Dead-Letter Queue
A Dead-Letter Queue routes messages that fail processing after repeated attempts to a separate queue, keeping the main pipeline flowing while preserving failures for inspection and replay. It must be monitored and alerted on, and redriving requires idempotency to stay safe.
In an asynchronous messaging system, some messages simply cannot be processed: a malformed payload, a reference to deleted data, a bug that throws on every attempt. If the consumer keeps retrying such a message, it blocks the queue and starves every healthy message behind it. The Dead-Letter Queue (DLQ) pattern gives these messages somewhere to go: after a bounded number of failed attempts, the broker moves the message to a separate queue, and normal processing continues.
How It Works
The consumer (or broker) tracks delivery attempts per message. When a message exceeds the configured maximum retries — or fails validation outright — it is dead-lettered: published to a dedicated DLQ, usually with metadata recording the failure reason, original queue, and attempt count. The main queue then proceeds with the next message.
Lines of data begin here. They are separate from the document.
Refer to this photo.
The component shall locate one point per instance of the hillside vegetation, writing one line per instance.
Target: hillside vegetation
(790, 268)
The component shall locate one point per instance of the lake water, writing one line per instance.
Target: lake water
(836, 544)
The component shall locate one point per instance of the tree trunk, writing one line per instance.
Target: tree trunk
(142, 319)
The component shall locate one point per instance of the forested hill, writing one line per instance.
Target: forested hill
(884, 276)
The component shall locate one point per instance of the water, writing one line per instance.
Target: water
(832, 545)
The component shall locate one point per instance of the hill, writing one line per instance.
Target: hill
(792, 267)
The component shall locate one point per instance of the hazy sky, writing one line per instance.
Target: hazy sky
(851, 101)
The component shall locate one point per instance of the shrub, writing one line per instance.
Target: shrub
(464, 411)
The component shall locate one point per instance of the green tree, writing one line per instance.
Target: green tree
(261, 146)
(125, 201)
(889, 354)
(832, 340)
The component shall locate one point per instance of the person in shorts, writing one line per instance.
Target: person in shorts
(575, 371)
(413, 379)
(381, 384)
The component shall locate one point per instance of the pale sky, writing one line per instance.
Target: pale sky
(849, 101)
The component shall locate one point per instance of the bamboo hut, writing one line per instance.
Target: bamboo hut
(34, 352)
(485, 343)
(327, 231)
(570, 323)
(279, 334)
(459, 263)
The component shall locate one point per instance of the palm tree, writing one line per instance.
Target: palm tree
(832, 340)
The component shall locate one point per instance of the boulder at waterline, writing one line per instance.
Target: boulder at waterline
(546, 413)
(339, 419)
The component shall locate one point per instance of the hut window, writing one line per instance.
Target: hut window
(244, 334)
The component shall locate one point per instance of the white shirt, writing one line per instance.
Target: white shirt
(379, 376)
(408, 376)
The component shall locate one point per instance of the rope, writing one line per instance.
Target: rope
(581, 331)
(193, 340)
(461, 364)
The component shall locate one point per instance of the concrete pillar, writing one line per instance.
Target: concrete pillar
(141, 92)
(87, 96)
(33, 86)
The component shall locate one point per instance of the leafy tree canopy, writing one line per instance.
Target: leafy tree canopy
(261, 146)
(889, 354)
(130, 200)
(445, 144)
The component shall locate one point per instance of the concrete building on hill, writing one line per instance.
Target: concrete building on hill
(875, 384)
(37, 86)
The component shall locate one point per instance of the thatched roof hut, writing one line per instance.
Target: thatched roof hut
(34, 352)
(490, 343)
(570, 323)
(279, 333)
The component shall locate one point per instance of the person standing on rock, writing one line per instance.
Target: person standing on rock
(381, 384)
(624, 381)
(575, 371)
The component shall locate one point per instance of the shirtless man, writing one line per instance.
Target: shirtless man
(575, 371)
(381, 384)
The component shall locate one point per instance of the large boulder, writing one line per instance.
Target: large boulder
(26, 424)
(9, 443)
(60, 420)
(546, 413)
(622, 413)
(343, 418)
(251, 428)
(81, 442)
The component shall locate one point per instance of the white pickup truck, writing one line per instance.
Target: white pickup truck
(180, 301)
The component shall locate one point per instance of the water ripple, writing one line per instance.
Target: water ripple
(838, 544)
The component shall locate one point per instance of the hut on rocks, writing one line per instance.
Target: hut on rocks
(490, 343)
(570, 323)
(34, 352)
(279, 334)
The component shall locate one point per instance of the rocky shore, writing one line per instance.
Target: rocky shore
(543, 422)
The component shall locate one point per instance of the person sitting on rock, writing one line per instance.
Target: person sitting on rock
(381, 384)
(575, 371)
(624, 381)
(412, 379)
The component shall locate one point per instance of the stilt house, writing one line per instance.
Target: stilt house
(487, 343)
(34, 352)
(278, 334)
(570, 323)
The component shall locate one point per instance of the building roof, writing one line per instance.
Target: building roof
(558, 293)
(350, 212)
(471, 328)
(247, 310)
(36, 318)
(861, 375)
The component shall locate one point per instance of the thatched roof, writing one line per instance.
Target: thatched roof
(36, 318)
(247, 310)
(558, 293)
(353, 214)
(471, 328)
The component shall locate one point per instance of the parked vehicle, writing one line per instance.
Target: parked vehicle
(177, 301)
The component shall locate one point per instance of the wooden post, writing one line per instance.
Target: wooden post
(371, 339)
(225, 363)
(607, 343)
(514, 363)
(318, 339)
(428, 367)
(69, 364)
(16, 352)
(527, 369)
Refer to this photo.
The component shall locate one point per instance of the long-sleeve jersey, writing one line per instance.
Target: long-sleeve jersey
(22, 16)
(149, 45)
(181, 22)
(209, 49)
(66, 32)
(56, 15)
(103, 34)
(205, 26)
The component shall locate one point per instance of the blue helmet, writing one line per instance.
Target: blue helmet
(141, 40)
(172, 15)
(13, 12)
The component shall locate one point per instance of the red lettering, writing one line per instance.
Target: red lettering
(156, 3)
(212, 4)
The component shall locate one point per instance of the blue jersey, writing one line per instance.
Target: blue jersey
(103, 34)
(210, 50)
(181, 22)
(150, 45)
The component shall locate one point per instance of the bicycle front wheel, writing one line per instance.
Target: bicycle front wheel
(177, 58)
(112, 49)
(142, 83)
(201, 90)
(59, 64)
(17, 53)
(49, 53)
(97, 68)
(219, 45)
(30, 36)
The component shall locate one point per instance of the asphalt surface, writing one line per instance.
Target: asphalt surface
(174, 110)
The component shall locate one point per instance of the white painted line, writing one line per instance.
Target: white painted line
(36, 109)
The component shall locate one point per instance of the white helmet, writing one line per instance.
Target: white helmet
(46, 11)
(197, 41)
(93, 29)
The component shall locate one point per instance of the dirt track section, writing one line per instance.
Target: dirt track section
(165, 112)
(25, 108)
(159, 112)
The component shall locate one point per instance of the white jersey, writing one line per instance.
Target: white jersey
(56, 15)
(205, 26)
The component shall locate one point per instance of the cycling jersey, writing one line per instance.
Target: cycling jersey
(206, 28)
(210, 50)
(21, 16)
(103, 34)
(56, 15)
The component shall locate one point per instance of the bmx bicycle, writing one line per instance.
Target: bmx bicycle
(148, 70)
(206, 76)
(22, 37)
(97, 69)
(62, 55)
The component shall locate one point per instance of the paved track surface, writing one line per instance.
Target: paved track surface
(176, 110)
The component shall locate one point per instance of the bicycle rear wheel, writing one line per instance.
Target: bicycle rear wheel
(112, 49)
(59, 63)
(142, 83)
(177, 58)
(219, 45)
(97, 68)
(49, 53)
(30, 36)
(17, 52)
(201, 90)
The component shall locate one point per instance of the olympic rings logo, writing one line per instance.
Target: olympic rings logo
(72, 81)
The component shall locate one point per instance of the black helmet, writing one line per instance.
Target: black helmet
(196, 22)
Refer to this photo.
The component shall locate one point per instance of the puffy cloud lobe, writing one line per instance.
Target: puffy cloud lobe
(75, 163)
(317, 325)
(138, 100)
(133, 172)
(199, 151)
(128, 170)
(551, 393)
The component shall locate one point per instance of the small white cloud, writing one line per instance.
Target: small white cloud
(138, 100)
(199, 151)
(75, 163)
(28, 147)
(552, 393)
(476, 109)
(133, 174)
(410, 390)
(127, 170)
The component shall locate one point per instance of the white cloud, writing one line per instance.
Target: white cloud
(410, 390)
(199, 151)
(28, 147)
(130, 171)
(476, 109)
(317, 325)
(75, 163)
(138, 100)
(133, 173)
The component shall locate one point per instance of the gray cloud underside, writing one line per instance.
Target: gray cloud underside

Most brokers support DLQs natively. Amazon SQS uses a redrive policy with maxReceiveCount; RabbitMQ supports dead-letter exchanges; Azure Service Bus and Kafka (via consumer logic or frameworks like Spring) provide equivalents. Operators monitor the DLQ, inspect failures, fix root causes (data or code), and then redrive — replay messages back to the main queue once the issue is resolved.
When to Use It
Use a DLQ in any at-least-once asynchronous pipeline where some messages may be permanently unprocessable: event-driven microservices, order/payment processing, ingestion pipelines, and integration flows. It is the standard companion to retry logic — retries handle transient failures, the DLQ catches the permanent ones.
Trade-offs
A DLQ that is not monitored becomes a silent black hole where data quietly accumulates and is lost; alerting on DLQ depth is mandatory. Redriving requires care to avoid re-triggering the same failure or, without idempotency, duplicating side effects from partially processed messages. Distinguishing transient from permanent failures (how many retries before dead-lettering) is a tuning decision. The DLQ also adds operational surface that teams must own.
Related Patterns
The DLQ is the destination for poison-message-handling, works after retry-with-backoff is exhausted, relies on idempotency-key for safe redrive, and may pair with the claim-check pattern for large payloads.
Example
An SQS redrive policy:
redrivePolicy: {
deadLetterTargetArn: orders-dlq,
maxReceiveCount: 5
}
After 5 failed receives, a message moves automatically to orders-dlq. An alarm on the DLQ's message count notifies on-call, who inspects, fixes the cause, and redrives the messages.